In order to receive these “documentos apostillados” (copy of a marriage certificate, birth certificate, proof of good conduct), payment must be made in dollars under the table. “Millions of Venezuelans are currently living abroad illegally. Requests for documents are piling up in Venezuela, you may have to wait months, if not years, for a stamp,” says Cesar, a plumber working in St. Maarten. “To get papers quickly, you have to pay with dollars, $500 for each document.”

Transfer of dollars to a bank account in Venezuela is not possible: dollars are automatically converted into Bolivaros. The official rate is currently 1 USD = 47,248,0792 VEF. “Because I am staying illegally on St. Maarten, I cannot transfer money myself,” says Cesar. “Every month I give money to a fellow countryman who has papers and a bank account on St. Maarten. He transfers the money to my family in Venezuela and charges a 20 percent commission for that.”

A few legal Venezuelans in St. Maarten have made it their business to collect money from illegal countrymen and transfer amounts against payment of a commission. “But relatives in Venezuela can’t buy much with Bolivaros, they need dollars,” says Cesar. “That’s why I give money to Venezuelan couriers who constantly fly between Venezuela and St. Maarten, Curaçao, Aruba and Bonaire and they take it for cash pick-up by family in Venezuela. They also arrange the payment for the documentos apostillados in dollars. This for a hefty fee of course.”

For money everything is for sale, also on St. Maarten, claims the Dominican Milagros (46), who lives next to undocumented Venezuelans. She is also illegal herself, since she lost her job as a cook thus resulting in the loss of her medical insurance. She does have valid residence papers for Bonaire, she says. “But I want to stay on St. Maarten. It is much nicer here.” She is looking for a financial guarantor. “The legalization process on St. Maarten costs around $ 5,000,” says Milagros. Her Nicaraguan friend agrees. “First someone, or a company, must sign for you. Then you pay.”

Their Venezuelan acquaintances insist that a guarantee is not sufficient for them. “It is extremely difficult for us to get the required documents from Venezuela on time. The sooner you need them the more dollars you have to pay. And then the question is whether the documents will arrive on St. Maarten within the stipulated period.”

Venezuelan working illegally in St.

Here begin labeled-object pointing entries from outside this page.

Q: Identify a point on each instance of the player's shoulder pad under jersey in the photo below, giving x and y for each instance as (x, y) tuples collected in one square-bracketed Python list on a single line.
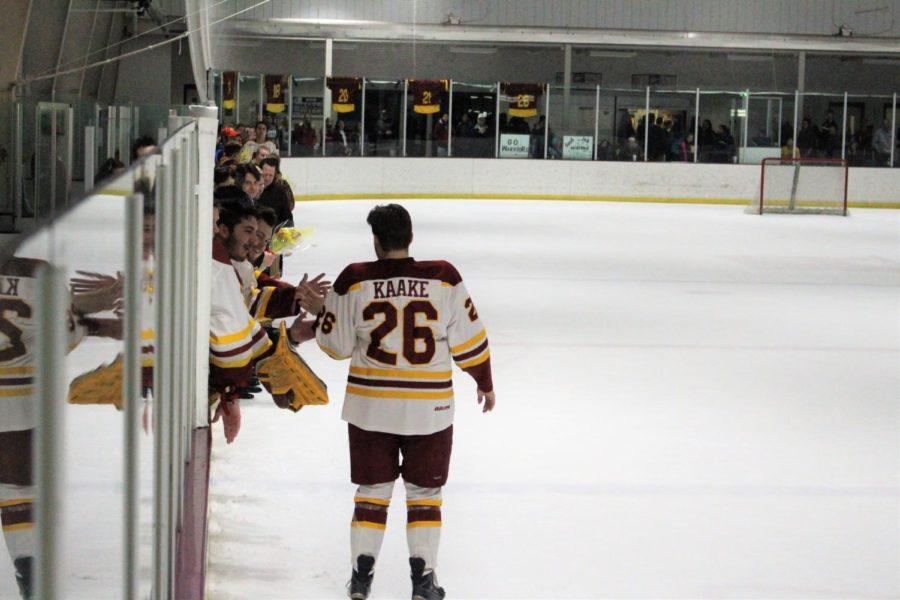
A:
[(440, 270), (21, 267)]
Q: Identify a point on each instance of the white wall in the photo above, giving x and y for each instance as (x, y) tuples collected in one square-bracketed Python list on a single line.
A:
[(377, 177), (704, 69), (814, 17)]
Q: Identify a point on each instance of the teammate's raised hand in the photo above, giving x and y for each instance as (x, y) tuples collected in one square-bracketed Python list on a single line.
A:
[(489, 399)]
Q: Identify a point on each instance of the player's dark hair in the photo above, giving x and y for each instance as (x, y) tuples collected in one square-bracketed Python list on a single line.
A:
[(231, 213), (264, 213), (232, 149), (242, 171), (271, 161), (231, 193), (392, 226), (221, 174), (141, 142)]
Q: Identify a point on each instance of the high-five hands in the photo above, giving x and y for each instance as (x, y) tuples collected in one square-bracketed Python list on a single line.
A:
[(311, 293), (489, 400)]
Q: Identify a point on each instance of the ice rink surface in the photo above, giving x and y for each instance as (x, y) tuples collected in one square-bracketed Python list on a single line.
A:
[(693, 402)]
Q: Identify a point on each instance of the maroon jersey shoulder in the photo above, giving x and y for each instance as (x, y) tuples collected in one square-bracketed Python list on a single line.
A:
[(440, 270), (21, 267)]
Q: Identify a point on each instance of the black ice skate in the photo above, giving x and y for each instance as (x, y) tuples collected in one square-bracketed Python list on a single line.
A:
[(361, 581), (424, 584), (23, 576)]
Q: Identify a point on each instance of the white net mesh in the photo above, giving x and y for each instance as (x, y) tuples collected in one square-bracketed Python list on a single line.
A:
[(801, 185)]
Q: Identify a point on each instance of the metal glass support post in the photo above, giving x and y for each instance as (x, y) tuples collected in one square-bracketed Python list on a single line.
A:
[(48, 452), (647, 124), (37, 164), (131, 388), (177, 308), (19, 174), (449, 118), (52, 166), (89, 167), (261, 98), (70, 145), (893, 128), (546, 120), (290, 99), (162, 560), (405, 113), (111, 132), (124, 138), (844, 131), (794, 151), (497, 124), (696, 125), (745, 124), (362, 121), (169, 299), (596, 121)]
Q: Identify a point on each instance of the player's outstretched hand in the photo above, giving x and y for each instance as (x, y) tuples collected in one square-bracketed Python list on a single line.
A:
[(308, 295), (230, 413), (489, 400), (301, 329), (317, 284)]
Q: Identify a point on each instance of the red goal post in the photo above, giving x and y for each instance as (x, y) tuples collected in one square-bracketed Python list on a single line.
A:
[(803, 186)]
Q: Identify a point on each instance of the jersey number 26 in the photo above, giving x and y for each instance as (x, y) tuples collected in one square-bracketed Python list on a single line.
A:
[(412, 332)]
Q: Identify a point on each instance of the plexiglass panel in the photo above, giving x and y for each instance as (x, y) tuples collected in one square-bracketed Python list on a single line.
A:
[(384, 118), (470, 101)]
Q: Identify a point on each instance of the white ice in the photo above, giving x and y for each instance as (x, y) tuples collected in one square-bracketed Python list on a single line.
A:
[(692, 402)]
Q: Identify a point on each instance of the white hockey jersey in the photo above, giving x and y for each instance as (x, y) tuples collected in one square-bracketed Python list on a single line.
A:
[(18, 292), (236, 340), (400, 321)]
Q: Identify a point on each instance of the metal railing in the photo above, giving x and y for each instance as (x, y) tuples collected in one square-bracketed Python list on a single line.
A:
[(580, 123), (110, 486)]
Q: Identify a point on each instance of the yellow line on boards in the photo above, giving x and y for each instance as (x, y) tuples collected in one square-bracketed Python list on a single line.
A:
[(557, 197)]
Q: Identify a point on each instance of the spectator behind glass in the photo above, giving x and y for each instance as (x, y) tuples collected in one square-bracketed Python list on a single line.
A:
[(828, 135), (605, 151), (142, 146), (304, 137), (881, 144), (630, 150), (231, 193), (222, 176), (686, 148), (276, 197), (342, 143), (110, 168), (232, 151), (261, 133), (807, 139), (269, 168), (440, 134), (706, 138), (788, 150), (250, 180)]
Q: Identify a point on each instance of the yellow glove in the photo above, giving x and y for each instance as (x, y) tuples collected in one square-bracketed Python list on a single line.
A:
[(103, 385), (288, 378), (288, 238)]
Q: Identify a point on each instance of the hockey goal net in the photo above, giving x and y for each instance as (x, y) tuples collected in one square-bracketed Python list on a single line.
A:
[(802, 185)]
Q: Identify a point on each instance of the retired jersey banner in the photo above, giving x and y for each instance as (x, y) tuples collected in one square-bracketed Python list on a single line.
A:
[(344, 91), (229, 84), (523, 98), (427, 94), (276, 87)]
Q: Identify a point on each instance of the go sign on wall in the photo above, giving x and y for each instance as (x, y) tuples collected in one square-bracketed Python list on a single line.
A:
[(578, 147), (514, 145)]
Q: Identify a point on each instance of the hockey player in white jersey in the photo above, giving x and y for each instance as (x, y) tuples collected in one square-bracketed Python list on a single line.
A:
[(400, 321), (18, 416)]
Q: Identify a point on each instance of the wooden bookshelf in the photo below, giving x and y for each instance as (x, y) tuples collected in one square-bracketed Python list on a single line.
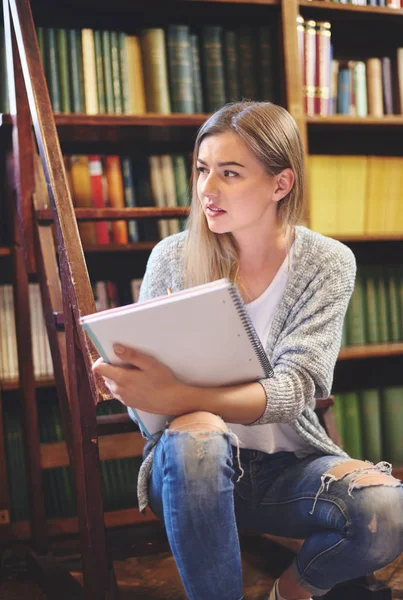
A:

MaartenLast year, more than half of the Venezuelans illegally staying on St. Maarten decided to return home. “Many of them didn’t have much luck on the island,” says Santiago, a qualified electrician. “I have seen friends struggle because employees on the island did not pay them the money they had worked for. A contractor in Middle Region owes a friend of mine two months’ payment, $60 a day. Others have also been fooled by contractors.”

His friends returned to Venezuela empty-handed, Santiago says. “They have a very difficult time there because of the scarcity of food and the ever-increasing inflation. On the black market you pay at least 25 percent for a dollar on top of the official rate. You cannot survive in Venezuela without dollars. Almost everything that is available in products is imported and therefore very expensive. I send money to my family, and also to friends – in the first place to a friend who became blind on St. Maarten and who needs money for an eye operation.”

He reluctantly accepts that part of his money transfers goes to some well-to-do countrymen.

A middle man in Venezuela loaned him money for the trip to St. Maarten, via the Dominican Republic and Guadeloupe. “He bought the ticket for me, and charged me $300 extra.” Santiago got the loan because he had worked in Curaçao, at the construction of Sambil, a good paying job that lasted three months. “A friend of mine recommended me for the loan.  I have to pay the middle man the total amount back with 25 % interest. If I skip a payment I am in trouble; his men will come looking for me in St. Maarten and my family in Venezuela will not be safe. Luckily I have been able to pay back two thirds already, so I think we will be fine,” Santiago says. Adding: “The saddest thing is that it is Venezuelans who do this, who use and abuse the misery of their countrymen. It is currently all corruption in Venezuela.”